Thank you all for your kind words

  Kickstart! and  for everyone!

I am very thankful for IHD, you people are amazing and wonderful, and im happy to have you in my life. I know I am not completely alone, because I have you.

 thats a lovely story, and I agree, Ive always thought that myself. I feel that people do come into our lives for a reason, a season and a lifetime.

RM "So OK you can't have a beer but you can have lots of water right?"  I get this one ALL time time!! its insane how little people know about kidney failure!!!

[Desert Dancer]

GLM, I'm sorry you feel so alone. Andy is the only person I have; my family doesn't even know I've started dialysis and I don't know if I'll make any point of telling them.

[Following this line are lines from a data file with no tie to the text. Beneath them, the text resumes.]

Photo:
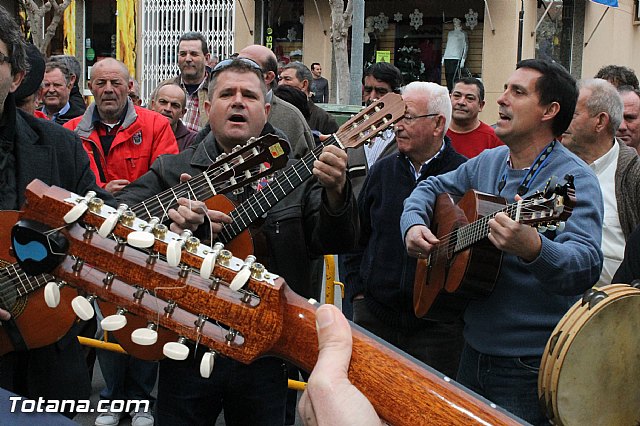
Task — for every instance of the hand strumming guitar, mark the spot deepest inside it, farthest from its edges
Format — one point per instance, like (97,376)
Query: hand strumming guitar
(190,215)
(419,241)
(331,170)
(330,398)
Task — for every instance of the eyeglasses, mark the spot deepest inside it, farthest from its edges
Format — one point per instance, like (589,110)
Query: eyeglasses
(4,59)
(409,119)
(228,62)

The friends we had before were 'one-way' friends already anyway, so we didn't actually lose any, but it still sucks.

  to you.

[Trena]

It's not just you. All of my friends disappeared in the months and years after I was diagnosed espically after I contracted an infection after my last fistula was placed. All the sudden I felt like I had the plague, no one but my family wanted to be around me. There are a few people I talk to online but the only people I have any real contact with are the family I live with. I asked my cousin if he would be tested and he has not spoken to me since. Even my own brother refuses to be tested.

I'm on home hemo now, but even when I was in-center no one talked to each other. It seems like everyone is so engrosd in their own world that nobody has time for each other. I was relieved to find this group because it gives me a place to talk to people who understand what I'm going through.

[natnnnat]

Its over 5 years since i had a hug ...

Need to be able to make these icons BIGGER. 

[needlephobic]

Thanks Goth they are selfish and greedy. They don't care how I feel from day to day and it sucks. All them times in the hospital no visits excet for sister. Hey KickStart if I was there I would give you a big ol hug everybody needs a hug 

[casper2636]

Nobody has hugged me for at least two years...how sad You would think I was contagious or something.  Maybe they are afraid they'd break me??? I feel deprived. Even the monkeys' in the psych. studies had a wire monkey with padding to hug! All I have is a stuffed teddy bear named Flossy Nurse ( my Florence Nightengale Teddy Bear) to give me my hugs other than that, it's this site!

[gothiclovemonkey]

We should have a meet up, and having "hugging hour" for those who would like a huggie....
hehehe just go around hugging random people hehe 

[Poppylicious]

Awww ...

I love huggles and am therefore sending humongous

*HUGGLES*

to everybody who needs one (but mostly monkeyGoth, Kickie and Casper).

 

[Mizar]

 Hey Kickstart, Move over a little Closer, I've got something for You.